Air France – KLM mevzuuna dönersek; söz konusu iki marka da bir network taşıyıcıya ait, derin tarihleri olan güçlü markalar.

AF ve KLM markalarını bir birleriyle çakıştırmadan yönetmek gerçekten zor. Bahsetmiş olduğumuz makalede bu iki markanın neler vadettiği şöyle belirtilmiş:

Air France:

  1. Comfort
  2. Excellence
  3. Innovation

KLM:

  1. Network
  2. Profitability
  3. Trust

Air France ürün (kabin içi) kalitesinde öne çıkarken, KLM operasyon ve hizmet kalitesinde kendini gösteriyor.

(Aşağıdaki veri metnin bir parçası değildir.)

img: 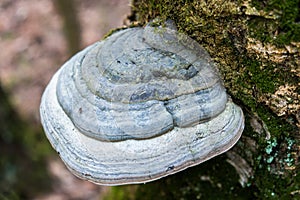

Ayrıca Hollanda’nın iç hat pazarının neredeyse hiç olmaması sebebiyle bu iki havayolunun odaklandığı pazarların farklılaşması, muhtemel bir marka çatışmasını engelliyor.

Gerek marka vaatleri gerekse odak pazarlardaki farklılıklar, “AF ile KLM arasında var olan rekabet sonucunda bir maraz doğar mı?” endişesini ortadan kaldırıyor.

Bunun yanında makalenin yazarı farklı ülkelerin havayolu firmalarının birleşmeleri konusunda ilginç bir noktaya değinmiş.

Malum, her yanımız dünyanın dört bir yanında faaliyet gösteren ‘çok uluslu’ şirketlerle dolu. Örneğin toplam yaklaşık 355.000 kişinin çalıştığı IBM, onlarca ülkede rahatça faaliyet gösteriyor. Kimse de IBM’in hangi milliyetten olduğunu sorgulamıyor.

Ama iş havayolu firmalarına gelince durum farklılaşıyor.

Kuruldukları ilk günden bu yana ‘bayrak taşıyıcı’ kavramı çerçevesinde değerlendirilen ve ‘ulus-devlet’ olgusunun vaz geçilmez bir ögesi (bayrak, millî marş ve para gibi) haline gelen havayolu şirketleri, devletler arası birleşmelerde hassas bir konuma sahip.

Örnek olarak, her iki devlet de Avrupa Birliği’nin birer üyeleri olmasına rağmen Alitalia – Air France birleşmesi konusunda yapılan açıklamalar gösterilebilir.

Hülasa; marka yönetimi ayrı bir maharet, havayolu şirketlerini birleştirmek veya alt marka oluşturmak ayrı bir niyet ve dirayet ister.